Maya bit through a harness the first day I brought her home and two leashes before I finally got her leash
trained. She never—ever—came when she was called. In six years, she never took
a treat from my hand, though she was offered them several times a day. Every
day. High value treats. Expensive ones. Six years. Oh—except her nightly dental
chew, which she would snatch out of my hand because she wanted it so badly, her
lips pulled back so she wouldn’t touch my fingers.
But… oh, how my troubled little girl loved Sgt. Thomas Tibbs. He met her like the gentleman he was when I brought her home, and she wagged her tail for him (not for me, not for many, many months), and the two decided they would be best buds. For that, she was worth every penny, every hassle, every chewed leash, every rejection. Once I finally got her walking on a leash (before sunrise, before the rise of noisy, terrifying humans), that girl trotted along beside Thomas like the two were trained cart ponies.
I loved her for that. And I loved her impossibly soft ears. And her ability to somehow cocoon herself into a blanket so that only her nose was visible.
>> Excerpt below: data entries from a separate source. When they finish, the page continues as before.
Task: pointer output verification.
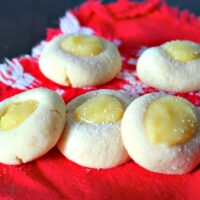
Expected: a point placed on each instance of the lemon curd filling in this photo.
(14, 114)
(170, 121)
(183, 51)
(82, 45)
(100, 109)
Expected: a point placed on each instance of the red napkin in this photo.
(132, 27)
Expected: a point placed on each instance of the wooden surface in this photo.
(23, 22)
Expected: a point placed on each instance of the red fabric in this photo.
(53, 176)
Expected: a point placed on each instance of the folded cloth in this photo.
(132, 27)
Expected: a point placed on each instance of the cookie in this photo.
(80, 60)
(173, 66)
(92, 136)
(30, 125)
(162, 133)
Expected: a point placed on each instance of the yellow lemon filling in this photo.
(183, 51)
(170, 121)
(100, 109)
(82, 45)
(14, 114)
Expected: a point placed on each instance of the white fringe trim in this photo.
(69, 24)
(12, 74)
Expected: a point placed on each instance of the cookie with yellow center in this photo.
(30, 125)
(173, 66)
(80, 60)
(92, 135)
(162, 133)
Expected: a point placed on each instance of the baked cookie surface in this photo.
(30, 125)
(80, 60)
(173, 66)
(162, 133)
(92, 136)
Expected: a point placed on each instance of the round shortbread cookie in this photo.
(66, 68)
(161, 158)
(30, 125)
(157, 69)
(95, 145)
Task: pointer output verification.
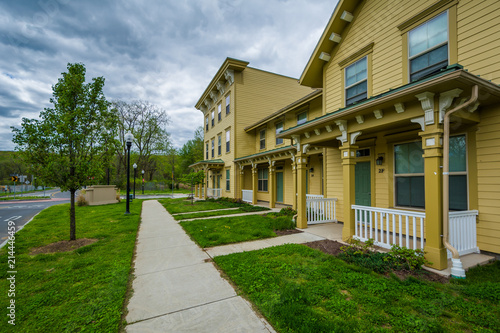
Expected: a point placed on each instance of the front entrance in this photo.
(362, 184)
(279, 187)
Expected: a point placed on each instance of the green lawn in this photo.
(299, 289)
(220, 212)
(235, 229)
(181, 205)
(82, 290)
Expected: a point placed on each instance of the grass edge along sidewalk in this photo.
(299, 289)
(80, 290)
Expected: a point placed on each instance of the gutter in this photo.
(457, 270)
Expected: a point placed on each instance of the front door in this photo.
(279, 186)
(362, 184)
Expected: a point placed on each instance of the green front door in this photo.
(362, 187)
(279, 186)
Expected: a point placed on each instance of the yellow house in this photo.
(237, 96)
(392, 74)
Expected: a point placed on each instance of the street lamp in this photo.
(135, 176)
(129, 137)
(142, 181)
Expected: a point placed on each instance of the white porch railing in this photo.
(247, 195)
(463, 232)
(320, 210)
(389, 226)
(213, 192)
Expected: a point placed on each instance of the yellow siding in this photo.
(488, 179)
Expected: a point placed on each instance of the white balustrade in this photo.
(389, 226)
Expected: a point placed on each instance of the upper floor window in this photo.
(228, 103)
(279, 129)
(219, 145)
(228, 138)
(262, 138)
(428, 47)
(301, 118)
(356, 83)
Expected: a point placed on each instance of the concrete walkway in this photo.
(176, 287)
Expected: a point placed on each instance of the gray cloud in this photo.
(162, 51)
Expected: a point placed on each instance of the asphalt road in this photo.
(22, 211)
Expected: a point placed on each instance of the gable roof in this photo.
(312, 74)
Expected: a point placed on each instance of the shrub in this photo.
(80, 199)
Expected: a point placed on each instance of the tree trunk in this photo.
(72, 216)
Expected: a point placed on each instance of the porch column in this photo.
(348, 154)
(241, 180)
(271, 185)
(254, 183)
(433, 160)
(301, 160)
(294, 176)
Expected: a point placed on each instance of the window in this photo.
(428, 47)
(262, 180)
(219, 145)
(356, 83)
(279, 129)
(262, 138)
(301, 118)
(409, 175)
(458, 173)
(228, 137)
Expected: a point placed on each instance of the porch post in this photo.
(294, 176)
(272, 189)
(348, 154)
(254, 183)
(241, 180)
(433, 160)
(301, 160)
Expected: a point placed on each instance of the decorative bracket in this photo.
(427, 100)
(445, 100)
(420, 121)
(400, 107)
(354, 136)
(229, 76)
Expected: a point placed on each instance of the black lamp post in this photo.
(135, 176)
(129, 137)
(142, 181)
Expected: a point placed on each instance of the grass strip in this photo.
(299, 289)
(235, 229)
(81, 290)
(220, 212)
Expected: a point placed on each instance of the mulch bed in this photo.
(63, 246)
(333, 248)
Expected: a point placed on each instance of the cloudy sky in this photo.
(162, 51)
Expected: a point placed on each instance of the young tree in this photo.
(73, 140)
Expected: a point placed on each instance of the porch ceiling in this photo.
(383, 113)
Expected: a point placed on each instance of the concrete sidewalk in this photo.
(176, 287)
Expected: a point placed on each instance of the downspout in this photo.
(457, 270)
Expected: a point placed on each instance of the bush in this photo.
(80, 199)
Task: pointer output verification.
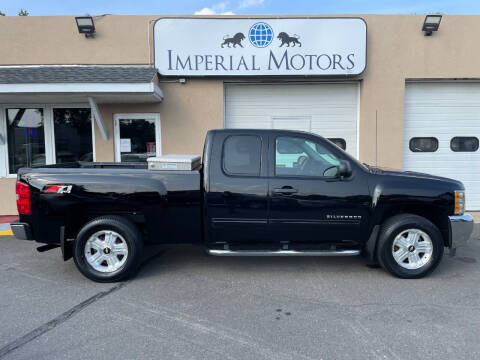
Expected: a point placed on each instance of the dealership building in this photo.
(124, 88)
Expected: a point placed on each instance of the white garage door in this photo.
(447, 113)
(330, 110)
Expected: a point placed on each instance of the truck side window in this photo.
(302, 157)
(241, 155)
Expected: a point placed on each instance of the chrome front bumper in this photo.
(461, 228)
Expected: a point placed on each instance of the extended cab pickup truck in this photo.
(257, 193)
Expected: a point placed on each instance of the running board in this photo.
(218, 252)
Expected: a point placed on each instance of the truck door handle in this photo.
(286, 190)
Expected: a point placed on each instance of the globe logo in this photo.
(260, 35)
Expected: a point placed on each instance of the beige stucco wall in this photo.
(397, 50)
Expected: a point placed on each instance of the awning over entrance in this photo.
(75, 84)
(79, 84)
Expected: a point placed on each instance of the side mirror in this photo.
(344, 169)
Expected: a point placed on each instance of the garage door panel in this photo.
(329, 110)
(444, 111)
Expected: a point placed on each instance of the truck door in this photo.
(308, 202)
(237, 187)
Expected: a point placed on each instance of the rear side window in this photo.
(464, 144)
(423, 144)
(241, 155)
(341, 143)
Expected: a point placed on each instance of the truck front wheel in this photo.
(409, 246)
(108, 249)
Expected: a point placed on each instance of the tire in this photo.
(399, 254)
(108, 249)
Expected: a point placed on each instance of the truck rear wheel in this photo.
(409, 246)
(108, 249)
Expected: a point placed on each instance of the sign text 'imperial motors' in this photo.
(328, 46)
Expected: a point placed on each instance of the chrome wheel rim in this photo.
(412, 249)
(106, 251)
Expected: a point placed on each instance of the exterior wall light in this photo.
(85, 25)
(431, 24)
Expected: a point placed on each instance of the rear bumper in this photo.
(461, 227)
(21, 231)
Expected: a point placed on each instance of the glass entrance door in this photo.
(137, 137)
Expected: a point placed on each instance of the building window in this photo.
(464, 144)
(423, 144)
(25, 137)
(241, 155)
(73, 134)
(341, 143)
(302, 157)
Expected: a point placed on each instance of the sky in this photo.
(240, 7)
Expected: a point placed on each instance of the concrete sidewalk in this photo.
(5, 221)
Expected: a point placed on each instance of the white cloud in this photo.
(250, 3)
(217, 9)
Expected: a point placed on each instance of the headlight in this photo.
(459, 202)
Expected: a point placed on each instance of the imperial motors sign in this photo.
(251, 47)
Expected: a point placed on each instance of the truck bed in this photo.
(168, 203)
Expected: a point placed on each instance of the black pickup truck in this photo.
(257, 193)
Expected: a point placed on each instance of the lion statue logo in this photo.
(287, 39)
(235, 40)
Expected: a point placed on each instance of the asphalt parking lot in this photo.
(185, 305)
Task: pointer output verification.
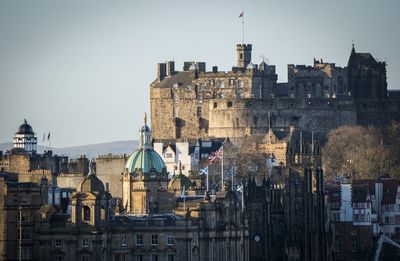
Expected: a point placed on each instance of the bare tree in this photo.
(358, 152)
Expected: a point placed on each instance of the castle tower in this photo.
(25, 138)
(145, 180)
(243, 52)
(366, 76)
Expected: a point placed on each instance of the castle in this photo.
(195, 103)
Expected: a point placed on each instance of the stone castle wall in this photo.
(255, 116)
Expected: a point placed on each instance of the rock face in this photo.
(195, 103)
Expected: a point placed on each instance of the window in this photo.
(86, 213)
(337, 245)
(138, 257)
(23, 234)
(23, 216)
(170, 240)
(85, 242)
(353, 246)
(139, 240)
(58, 258)
(58, 243)
(25, 254)
(154, 239)
(123, 240)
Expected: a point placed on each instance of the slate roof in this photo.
(183, 79)
(390, 191)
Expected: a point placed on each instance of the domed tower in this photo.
(90, 203)
(145, 179)
(25, 138)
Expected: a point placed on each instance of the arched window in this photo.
(86, 213)
(102, 213)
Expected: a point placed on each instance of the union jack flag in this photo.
(213, 157)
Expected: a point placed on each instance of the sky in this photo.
(81, 70)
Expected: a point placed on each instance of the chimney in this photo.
(202, 67)
(170, 68)
(161, 69)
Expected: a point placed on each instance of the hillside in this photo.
(90, 150)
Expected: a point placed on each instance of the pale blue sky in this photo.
(82, 69)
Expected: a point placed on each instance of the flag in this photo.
(271, 162)
(232, 172)
(213, 157)
(183, 192)
(204, 171)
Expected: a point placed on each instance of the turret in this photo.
(243, 52)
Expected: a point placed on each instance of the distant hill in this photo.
(90, 150)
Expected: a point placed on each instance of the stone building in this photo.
(360, 211)
(19, 206)
(145, 180)
(321, 80)
(25, 138)
(151, 223)
(287, 217)
(195, 103)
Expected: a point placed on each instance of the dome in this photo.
(179, 182)
(25, 128)
(145, 160)
(91, 183)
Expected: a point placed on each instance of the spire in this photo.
(352, 48)
(92, 165)
(145, 135)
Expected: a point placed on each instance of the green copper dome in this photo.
(145, 158)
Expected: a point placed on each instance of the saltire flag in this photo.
(271, 162)
(204, 171)
(240, 188)
(183, 192)
(213, 157)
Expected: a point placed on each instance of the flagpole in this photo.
(233, 171)
(222, 168)
(243, 27)
(207, 179)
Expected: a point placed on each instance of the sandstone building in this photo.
(195, 103)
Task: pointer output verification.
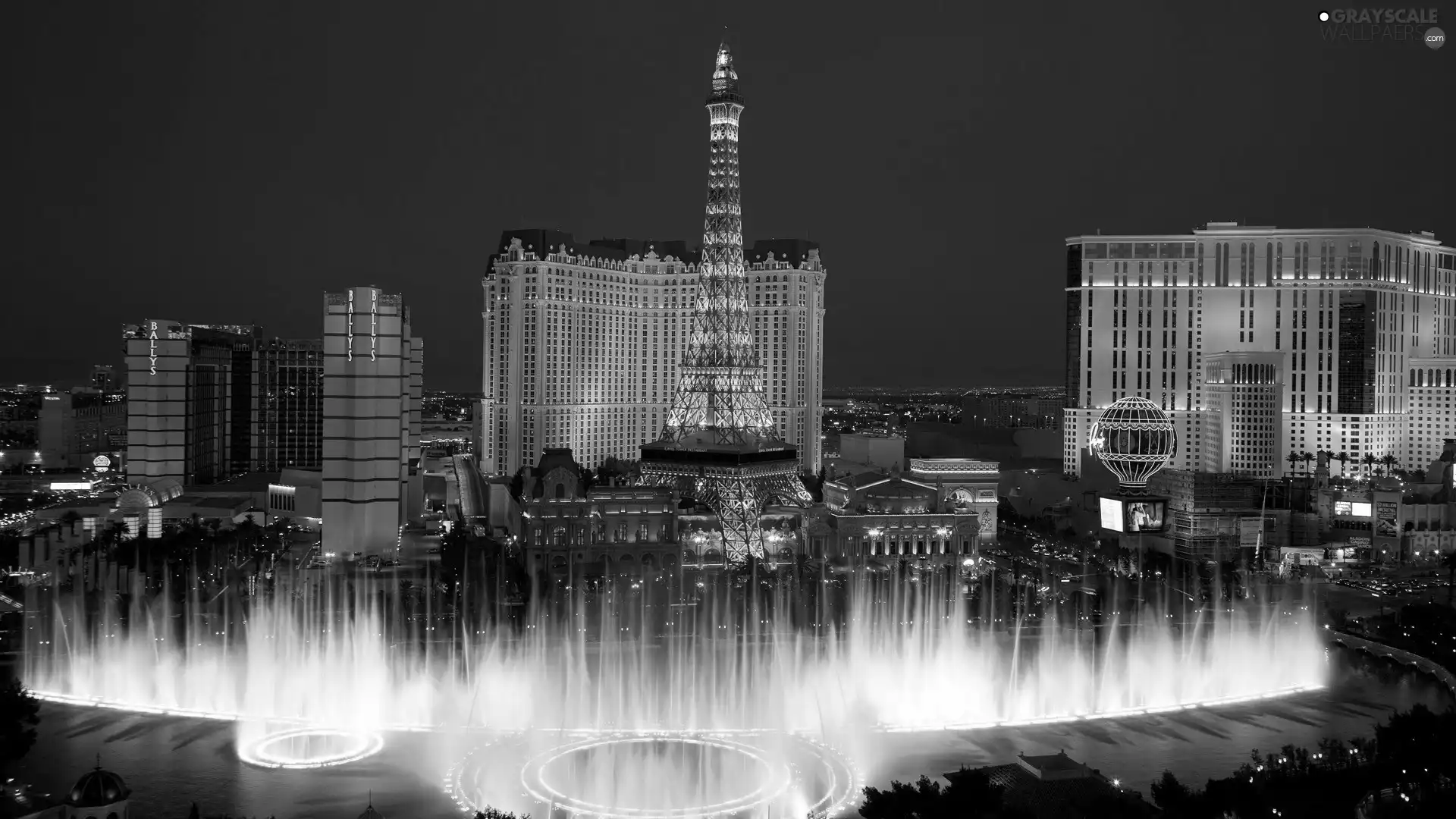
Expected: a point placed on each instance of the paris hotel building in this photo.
(582, 343)
(1261, 341)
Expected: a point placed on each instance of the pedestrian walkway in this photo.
(1401, 656)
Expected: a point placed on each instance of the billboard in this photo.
(1133, 515)
(1111, 513)
(1145, 515)
(1353, 507)
(1385, 515)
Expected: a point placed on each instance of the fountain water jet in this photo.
(890, 656)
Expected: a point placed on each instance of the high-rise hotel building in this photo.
(206, 403)
(582, 343)
(372, 391)
(187, 401)
(1261, 343)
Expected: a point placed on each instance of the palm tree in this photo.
(1389, 463)
(1449, 561)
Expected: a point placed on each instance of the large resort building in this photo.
(372, 392)
(1263, 341)
(582, 344)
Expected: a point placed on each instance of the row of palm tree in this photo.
(1385, 464)
(178, 548)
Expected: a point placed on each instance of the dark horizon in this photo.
(232, 164)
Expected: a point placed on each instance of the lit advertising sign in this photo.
(1144, 516)
(1111, 513)
(1385, 516)
(152, 352)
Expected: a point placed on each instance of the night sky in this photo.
(231, 162)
And her deer-like leaps around the back yard at 4:00a.m. after she’d had a good poop. And (eventually) her early morning zoomies around the house with Maudie, the two of them absolutely terrorizing poor Jenny as they ran circles through the kitchen, dining room, and living room.
Mornings are eerily quiet in the house now.
Some months after I adopted Maya, I had my vet run blood work due to some issues I saw with her fecal material. He put her on an antibiotic, which cleared up that issue, but he also warned me that “there might be some issues with her liver.” Maya was never sick, not one day, after that… until she turned 12—or whatever age she actually was. Then everything broke down at once, her liver failed, and it was time to finally hold her head in my lap—for the first and only time, because she was sedated—and tell her goodbye.
This is the hardest and best thing we do for the dogs we love. We give them as much as we can—safeguards against disease, exercise, good food, soft beds, far too many treats, and a peaceful end to their suffering when it is time. Yes, it’s heartbreaking, and my heart is still trying to heal from the grief and guilt of not being able to do more for Maya, not being able to bring her along further than I did.
Will I do it again? Probably. Because, you know, it may be the one thing I’m “uniquely qualified” to do.
Rest in peace, my dearest, darling My. Run free and wild with Tommy Boy—no leashes!—until I’m there to join you.